/PyVino

Projet d'identification et caracterisation des vins avec la spectroscopie Raman.

Primary LanguagePython

PyVino

Projet d'identification et caracterisation des vins avec la spectroscopie Raman.

Le plan est d'utiliser une analyse par composantes principales (PCA) avec le module SKlearn.

Context

To be written.

Database

Usage

You can do :

import ramandb

db = RamanDB()
matrix = db.getIntensities() 

to get th spectra. You should run the tests testDatabase.py to confirm everything is working. The database will be downloaded if needed.

Building the database

You do not need to do that. This is for reference.

It is easier to use a database to get all the spectra easily, with all their metadata. The first step is to create the database.

The database used is currently sqlite3, available on macOS by default, and downloadable for Windows. We open the (empty) database:

sqlite3 raman.db

We create the first table that will contain the name of the spectral files.
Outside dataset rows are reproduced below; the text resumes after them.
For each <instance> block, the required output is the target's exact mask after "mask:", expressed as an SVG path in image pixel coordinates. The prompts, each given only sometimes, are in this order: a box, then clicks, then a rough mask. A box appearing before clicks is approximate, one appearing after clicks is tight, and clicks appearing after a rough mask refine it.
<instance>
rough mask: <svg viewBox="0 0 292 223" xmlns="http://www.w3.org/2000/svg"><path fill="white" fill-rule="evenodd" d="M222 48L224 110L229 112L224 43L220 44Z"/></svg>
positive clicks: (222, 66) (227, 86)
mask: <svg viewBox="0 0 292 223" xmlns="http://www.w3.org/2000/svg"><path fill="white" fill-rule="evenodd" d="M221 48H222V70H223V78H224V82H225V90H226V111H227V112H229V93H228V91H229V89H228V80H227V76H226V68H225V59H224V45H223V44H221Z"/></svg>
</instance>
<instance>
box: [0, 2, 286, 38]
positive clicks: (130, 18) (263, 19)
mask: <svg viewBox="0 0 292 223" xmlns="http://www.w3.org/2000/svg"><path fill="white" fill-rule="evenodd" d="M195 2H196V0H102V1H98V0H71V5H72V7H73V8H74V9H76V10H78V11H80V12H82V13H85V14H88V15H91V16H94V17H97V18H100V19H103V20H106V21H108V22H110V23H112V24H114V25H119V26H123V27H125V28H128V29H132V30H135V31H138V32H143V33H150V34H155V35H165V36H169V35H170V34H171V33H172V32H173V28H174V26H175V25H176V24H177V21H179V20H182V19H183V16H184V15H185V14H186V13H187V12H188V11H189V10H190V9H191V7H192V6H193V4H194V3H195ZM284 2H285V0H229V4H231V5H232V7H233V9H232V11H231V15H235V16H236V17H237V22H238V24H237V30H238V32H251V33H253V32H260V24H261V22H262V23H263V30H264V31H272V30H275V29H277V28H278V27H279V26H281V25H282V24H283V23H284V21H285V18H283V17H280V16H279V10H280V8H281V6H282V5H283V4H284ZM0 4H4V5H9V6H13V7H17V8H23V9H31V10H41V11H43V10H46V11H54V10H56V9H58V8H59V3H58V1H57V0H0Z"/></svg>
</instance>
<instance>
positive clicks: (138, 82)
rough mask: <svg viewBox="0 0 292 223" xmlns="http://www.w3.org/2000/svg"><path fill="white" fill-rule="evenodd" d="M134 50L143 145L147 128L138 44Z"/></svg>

CREATE TABLE spectralfiles (path text, md5 text, fileId integer primary key autoincrement, date text);

Using a quick Unix command, we can get all files with their "hash" (a unique identifier). We format and then write to a csv file for import:

find . -name "*.txt" -exec md5 {} \; > files+md5.txt
perl formatmd5.pl < files+md5.txt > files.csv

Then, back into sqlite3 raman.db, we actually import:

.mode csv
.sep "|"
.import files.csv spectralfiles

Then we import all spectra. From the Terminal, we get the files and format them:

find . -name "*csv" -exec python3 formatspectroforimport.py {} \; > importall.csv

then import the files.

.mode csv
.sep "|"
.import files.csv importall.csv

Database schema

CREATE TABLE files (path text, md5 text primary key, date text );
CREATE TABLE spectra (wavelength real, intensity real, md5 text);
CREATE INDEX md5Idx on spectra(md5);
CREATE INDEX md5Idx2 on files(md5);
CREATE INDEX waveIdx on spectra(wavelength);
CREATE TABLE samples (name text, identifier text, type text, grape text, alcohol number, url text);